Has Generative AI solved our cognitive labour problems? – Decoding ChatGPT
By Anishka Prasad – Head of Strategy & Operations – Future VC
AI has fascinated us for decades now. Moreover, recent developmental strides with ChatGPT’s release last year in November, have provoked various schools of thought and gotten many thinking of the endless possibilities that AI may have in store for us. Satya Nadella from Microsoft, gave a rather philanthropic and anecdotal example of ChatGPT’s potential recently on Wall Street Journal, noting its revolutionary technology to be serving farmers in rural India, solving local council application issues for them, and so on.
On the other hand, it has also made technical sceptics question whether ChatGPT was yet another over-hyped and somewhat pretentious piece of tech that does not go beyond advance pattern matching and recognition when answering search requests. Additionally, bringing into question the potential adverse ethical impact it may have on society, operating in an unregulated environment and the risk of certain security breaches and irreversible mishaps as a result.
So, what is ChatGPT & why is it trending in Generative AI?
ChatGPT is a form of Generative AI which promises its users ‘limitless’ search requests, and to a convincing extent delivers advanced search requests solved by pretrained language and pattern recognition. The idea is that a user can ask ChatGPT answers for literally anything, and it (ChatGPT) delivers to the best of its advance pattern recognition capabilities. Hence, the patterns that is relying upon dictates the accuracy of responses, not necessarily meaning that the responses would make sense or reason as a human would. Given this, many have concluded that the fine-tuned GPT-3.5 still has its limits, and often fails to reason upon human auditing.

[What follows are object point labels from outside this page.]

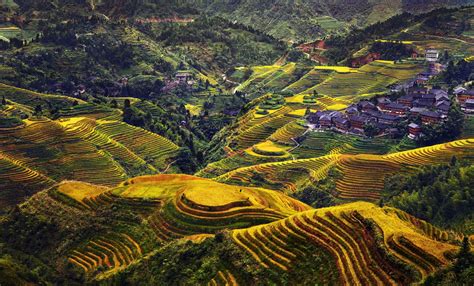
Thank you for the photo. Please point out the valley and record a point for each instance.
(236, 143)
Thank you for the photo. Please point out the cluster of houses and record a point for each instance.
(465, 98)
(431, 106)
(181, 78)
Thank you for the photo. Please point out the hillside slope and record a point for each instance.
(96, 233)
(87, 142)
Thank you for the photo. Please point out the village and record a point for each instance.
(415, 104)
(403, 111)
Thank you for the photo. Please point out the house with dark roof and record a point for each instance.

It’s also important to understand that these challenges are inevitable, as it’s heavily reliant on datasets, both trained and sourced from the internet. Since its training dataset is sourced from the internet, it is possible that the training data will overlap with some of the testing datasets, causing glitches in results.

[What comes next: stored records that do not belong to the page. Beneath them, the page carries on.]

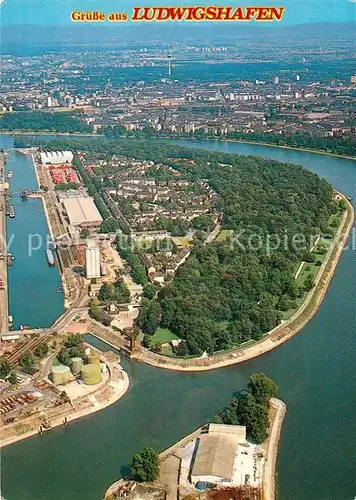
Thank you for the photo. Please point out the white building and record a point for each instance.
(92, 260)
(217, 459)
(56, 157)
(82, 211)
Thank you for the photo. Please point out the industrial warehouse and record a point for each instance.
(82, 212)
(56, 157)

Having said that, challenges aside, it’s still a peak into Generative AI’s future and potential. Especially after the new ChatGPT’s release leading to a further $10 billion funding by Microsoft into OpenAI, making more room for innovation.

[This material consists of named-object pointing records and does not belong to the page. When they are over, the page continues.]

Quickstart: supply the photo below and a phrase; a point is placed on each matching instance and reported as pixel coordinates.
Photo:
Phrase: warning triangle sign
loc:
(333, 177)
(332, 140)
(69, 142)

Unit Economics – Is ChatGPT the end of Google?
Although billions in funding ambitious projects from OpenAI might sound like a recipe for success and leaps forward for generative AI, such an investment is not exempt from startup challenges of making a free and accessible product premium and commercially successful. As mentioned in Tech Crunch:
From an average user’s perspective, and for comparison’s sake, currently 1 AI answer = costs 10x to 100x web/Google search. According to Sam Altman, the founder of OpenAI, the cost of one search is in single digit cents. If we ran with 5 cents per search as a rule of thumb, and Google carries out 8.5 billion searches per day, we’re looking at a cost of $425 million per day currently, for running a platform as such. Furthermore, getting into technicalities of the unit economics for running a language model like ChatGPT-3, here is the pricing for the AI Model Studio service on a four-node CS-2 cluster when training a GPT-3 run from scratch:
Essentially, the costs of running such as a system efficiently and making it accessible on hardware devices such as our mobile phones, are still challenges yet to be figured out. Currently, the platform will not be able to perform at an unlimited frequency of search requests and cater billions of search requests, as the unit economics of running these searches for free will not be viable commercially.
What does Generative AI mean for B2B SaaS?
From an optimist’s view however, the world of B2B SaaS and certain sectors serving large professional clients such as fintech, healthtech and lawtech can benefit greatly with this leap of AI breakthrough. Mainly, as automation of certain functionalities can develop beyond simplistic API plugins and founding teams of early-stage start-ups will be able to incorporate elements of tools accessible via OpenAI to expediate their innovative visions.
Specifically, the biggest leap of advancement in AI going forward for B2B SaaS, and other companies will be the ability of companies to build models on top of the existing infrastructure of products from likes of OpenAI. Meaning, less time and capital will be spent on creating foundational infrastructure for complexed AI models which were major road blocks in the recent past. Also, being able to lean on the existing infrastructure, while continuing to build proprietary layers of technology that is unique to each project. This will mean that several AI startups will verticalize and fine tune language models with more ease to optimize their platform’s functionality.
Disclaimer: This blog was not written via ChatGPT.